Back in 1965, when Charlotte Sawyer first met Wimpy, the then-divorced mother of three was just 23 years old. Wimpy was 48. Charlotte was working hard as a night-shift nurse. Wimpy played pool and lived out of hotels. But Charlotte says Wimpy was the perfect gentleman, so gracious and shy that it never really occurred to her that he was a professional gambler. Nor did she understand then just how great a pool player he actually was. Charlotte and I spoke for a couple of hours on the phone, and it was clear to me that even now, 50 years later, that she feels very protective of him. "Please be kind to Wimpy," she said.

She still remembers the day she met Lassiter. She had just stepped into a People's Drugstore, on Granby and College Place in Norfolk, when a casual acquaintance approached her. With him was the 9-ball player, then already with gray hair. There was also another friend there. "I remember Wimpy spoke to me for a while, and then he took my number and then he called me later," said Charlotte.

At the time Charlotte was raising her kids from a previous marriage, while also working long hours. Sometimes her nursing shift would go from 3 p.m. till 11. Sometimes she began at 11. Lassiter, by contrast, had never held a straight job, and at the time was mostly living out of suitcases. In Norfolk he stayed at the Howard Johnston's on Military Drive or at the Travelers Inn on Bainbridge. Charlotte said she never really grasped how Lassiter lived then, how he spent years as a professional gambler and sometimes hustled. "This is news to me, even now," she said. "I knew he was good at pool, and that he went to tournaments. I just thought he did very well. But remember: I was very young."

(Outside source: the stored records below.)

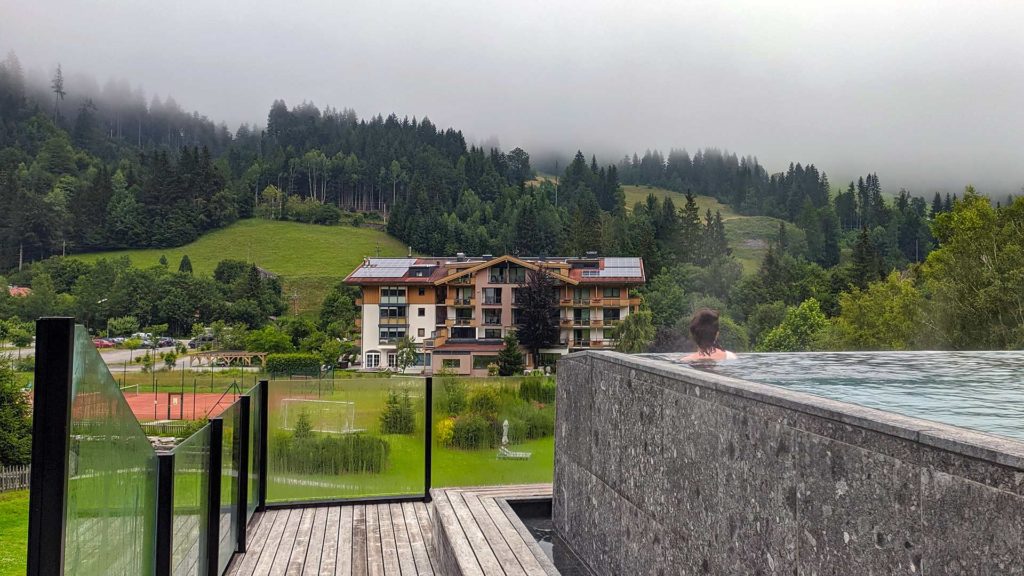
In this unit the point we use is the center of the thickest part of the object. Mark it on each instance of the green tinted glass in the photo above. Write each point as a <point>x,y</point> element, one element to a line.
<point>254,433</point>
<point>192,472</point>
<point>469,440</point>
<point>345,438</point>
<point>112,480</point>
<point>228,485</point>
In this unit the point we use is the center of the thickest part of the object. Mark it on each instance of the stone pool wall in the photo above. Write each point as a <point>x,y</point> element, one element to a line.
<point>665,469</point>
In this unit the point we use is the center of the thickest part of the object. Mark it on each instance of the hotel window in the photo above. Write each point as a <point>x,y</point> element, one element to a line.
<point>392,295</point>
<point>390,334</point>
<point>492,295</point>
<point>517,275</point>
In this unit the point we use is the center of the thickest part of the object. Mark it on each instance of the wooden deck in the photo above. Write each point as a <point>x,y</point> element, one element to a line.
<point>476,533</point>
<point>349,540</point>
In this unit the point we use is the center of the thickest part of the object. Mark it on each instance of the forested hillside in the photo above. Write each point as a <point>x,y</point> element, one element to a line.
<point>84,171</point>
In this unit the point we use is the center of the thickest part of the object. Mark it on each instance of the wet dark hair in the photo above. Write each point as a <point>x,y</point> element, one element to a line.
<point>704,329</point>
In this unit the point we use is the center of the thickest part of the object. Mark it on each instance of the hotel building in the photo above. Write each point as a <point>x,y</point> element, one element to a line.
<point>458,310</point>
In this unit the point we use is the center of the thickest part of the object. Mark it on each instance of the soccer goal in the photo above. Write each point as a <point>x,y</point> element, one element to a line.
<point>331,416</point>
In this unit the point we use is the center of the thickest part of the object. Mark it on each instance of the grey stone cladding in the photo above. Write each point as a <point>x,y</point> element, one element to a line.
<point>664,469</point>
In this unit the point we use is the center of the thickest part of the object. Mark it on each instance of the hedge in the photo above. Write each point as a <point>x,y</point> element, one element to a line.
<point>308,364</point>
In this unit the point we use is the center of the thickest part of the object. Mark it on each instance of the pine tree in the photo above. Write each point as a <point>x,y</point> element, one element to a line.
<point>866,262</point>
<point>538,327</point>
<point>510,362</point>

Lassiter was a sweet man, but also eccentric - and sometimes both at once. She said Lassiter, for instance, enjoyed handing out $20 bills to the other nurses where she worked. Or sometimes he'd hand out fifties. The nurses loved it. And then there was the time at the Norfolk Sears when he gave a wad of cash to a family in the toy department. It's unclear what possessed Wimpy, other than it was the Christmas season. "I remember he said 'Those people could use some cash,' and he went and gave this man and woman a bill." On another occasion Wimpy was taken by the sudden urge to drop cash into the mailboxes of random strangers.

All this confirms what I've always heard about Lassiter: He was a modest man of modest tastes - but generous to a fault. Indeed, he seemed incapable of holding onto money, spending it on others with a gambler's confidence. He gave cash to nephews, nurses and strangers. He bought Charlotte a refrigerator, and later offered to buy her a fat diamond ring. And when he was running low, he'd pay a visit to his Norfolk stake horses or call Walter Davis, his rich benefactor from Texas. "I remember he went to a pool parlor once and he came out with a handful of money - he just said 'I was running a little short, so I had to go in and ask for some more,' " recalled Charlotte. There were also stories of how Lassiter would buy a new car, wreck it, and then buy a new one with cash money.

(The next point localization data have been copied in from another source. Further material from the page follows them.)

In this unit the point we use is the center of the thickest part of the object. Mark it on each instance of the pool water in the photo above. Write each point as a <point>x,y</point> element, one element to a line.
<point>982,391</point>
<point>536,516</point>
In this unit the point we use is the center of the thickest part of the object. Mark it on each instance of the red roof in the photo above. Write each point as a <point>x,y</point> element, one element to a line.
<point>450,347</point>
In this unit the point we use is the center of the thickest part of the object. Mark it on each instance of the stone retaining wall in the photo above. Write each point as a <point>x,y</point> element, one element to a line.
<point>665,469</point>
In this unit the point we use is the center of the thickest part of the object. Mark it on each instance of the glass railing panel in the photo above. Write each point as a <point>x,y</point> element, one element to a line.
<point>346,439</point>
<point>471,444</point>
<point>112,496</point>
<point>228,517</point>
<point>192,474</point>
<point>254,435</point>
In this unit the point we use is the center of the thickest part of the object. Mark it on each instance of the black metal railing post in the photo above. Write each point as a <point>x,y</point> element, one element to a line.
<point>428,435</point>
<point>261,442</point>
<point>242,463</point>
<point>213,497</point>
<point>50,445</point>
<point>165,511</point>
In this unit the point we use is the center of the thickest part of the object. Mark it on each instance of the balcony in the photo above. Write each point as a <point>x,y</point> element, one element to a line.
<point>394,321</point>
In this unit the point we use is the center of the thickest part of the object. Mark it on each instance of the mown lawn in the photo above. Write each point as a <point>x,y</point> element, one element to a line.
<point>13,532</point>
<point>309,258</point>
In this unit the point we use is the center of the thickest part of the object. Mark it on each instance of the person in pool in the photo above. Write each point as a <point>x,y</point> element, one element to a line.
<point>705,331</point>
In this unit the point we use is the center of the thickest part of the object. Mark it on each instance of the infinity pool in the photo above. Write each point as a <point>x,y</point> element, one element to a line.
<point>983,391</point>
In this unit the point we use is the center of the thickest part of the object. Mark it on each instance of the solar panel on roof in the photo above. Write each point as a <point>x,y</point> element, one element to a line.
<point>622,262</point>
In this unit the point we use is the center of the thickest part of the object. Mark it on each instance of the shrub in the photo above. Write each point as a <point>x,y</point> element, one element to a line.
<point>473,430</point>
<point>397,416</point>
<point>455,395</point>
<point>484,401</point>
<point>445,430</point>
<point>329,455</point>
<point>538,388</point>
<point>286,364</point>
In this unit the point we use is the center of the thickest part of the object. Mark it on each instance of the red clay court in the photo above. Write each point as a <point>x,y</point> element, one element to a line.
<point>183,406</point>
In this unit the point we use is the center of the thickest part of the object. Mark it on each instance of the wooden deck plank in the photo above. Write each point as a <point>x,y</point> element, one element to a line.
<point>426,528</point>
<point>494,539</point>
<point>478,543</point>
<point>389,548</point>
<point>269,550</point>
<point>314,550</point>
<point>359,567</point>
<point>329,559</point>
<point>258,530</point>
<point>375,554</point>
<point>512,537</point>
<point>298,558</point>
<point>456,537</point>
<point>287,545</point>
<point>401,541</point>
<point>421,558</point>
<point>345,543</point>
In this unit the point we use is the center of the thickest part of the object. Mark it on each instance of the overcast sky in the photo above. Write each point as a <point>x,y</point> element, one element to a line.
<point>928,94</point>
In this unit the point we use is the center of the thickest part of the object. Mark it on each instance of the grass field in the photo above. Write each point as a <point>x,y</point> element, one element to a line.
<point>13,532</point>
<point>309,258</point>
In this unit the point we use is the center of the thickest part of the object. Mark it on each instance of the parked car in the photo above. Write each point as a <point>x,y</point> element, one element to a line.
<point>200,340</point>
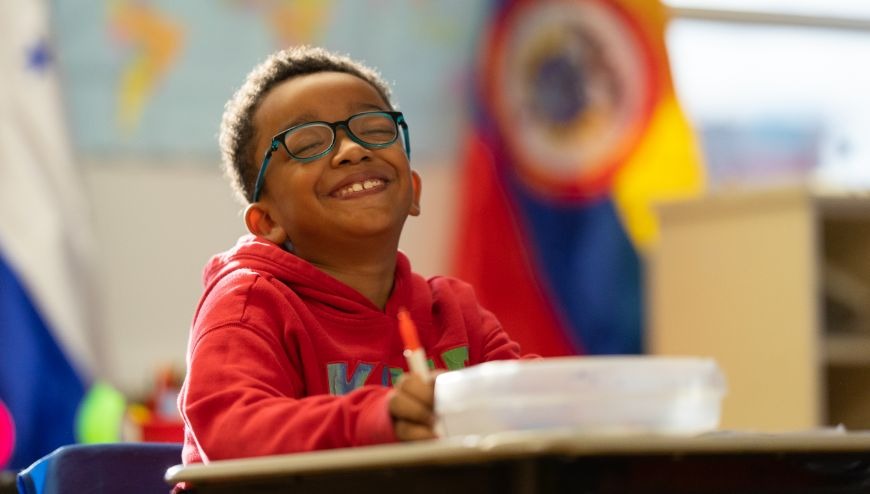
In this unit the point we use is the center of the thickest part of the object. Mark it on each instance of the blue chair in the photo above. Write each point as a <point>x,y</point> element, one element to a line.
<point>134,468</point>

It was all so strange. So exciting. And for a while Wimpy and Charlotte got along famously. He'd call. They'd go get dinner over at Doc's, down on Monticello Avenue, or they'd go driving around Norfolk, listening to Nat King Cole's Love Letters on the AM radio. Wimpy showed Charlotte how to hold a cue and how to aim. He even gave her one. "This is yours to keep," he said. "Forever." The cue had his name imbedded in the butt, next to the words "World Champion." He also gave her an old book, wrote her letters and left her with a few other keepsakes.

Charlotte told me things about Wimpy that have not been widely reported before. For instance: Wimpy loved guns and he competed in target-practice tournaments. Charlotte also provided more details about well-known aspects of Lassiter's personality. He was a quiet man, a man of surprising humility, and also spiritual. "I remember him pointing out many times that a man cannot even make a blade of grass. He'd say 'Only God can do that.' " She said Wimpy had an odd, endearing little laugh, and - as first reported by Minnesota Fats - his lips indeed would swell up when he got nervous. The old hustler also loved talking about his family, about his bachelor brother Charles who shared his home on Pearl Street in Elizabeth City, N.C., and his other brother Clarence - the younger brother with all his kids. And once, Charlotte remembers, the Ed Sullivan people called. They wanted Wimpy to perform trick shots on national TV but he was too shy to accept.

But somewhere in there, Charlotte also began to notice other aspects of Wimpy's character, aspects that were not so endearing. Lassiter, as was well known, was prone to drink. Not Ralph Greenleaf-caliber drinking, but certainly more than Charlotte felt comfortable with. He was on the road a lot, playing tournaments, living out of hotels. His life was so wildly different - and he seemed to be drinking an awful lot. "I remember on one occasion he came to my apartment and he was pretty high. He gave my children $100 bills. I collected them and gave them back. 'They can't have that,' I told him." And it was probably then, after a year or so of courtship, that it dawned on Charlotte that Wimpy was not the man for her.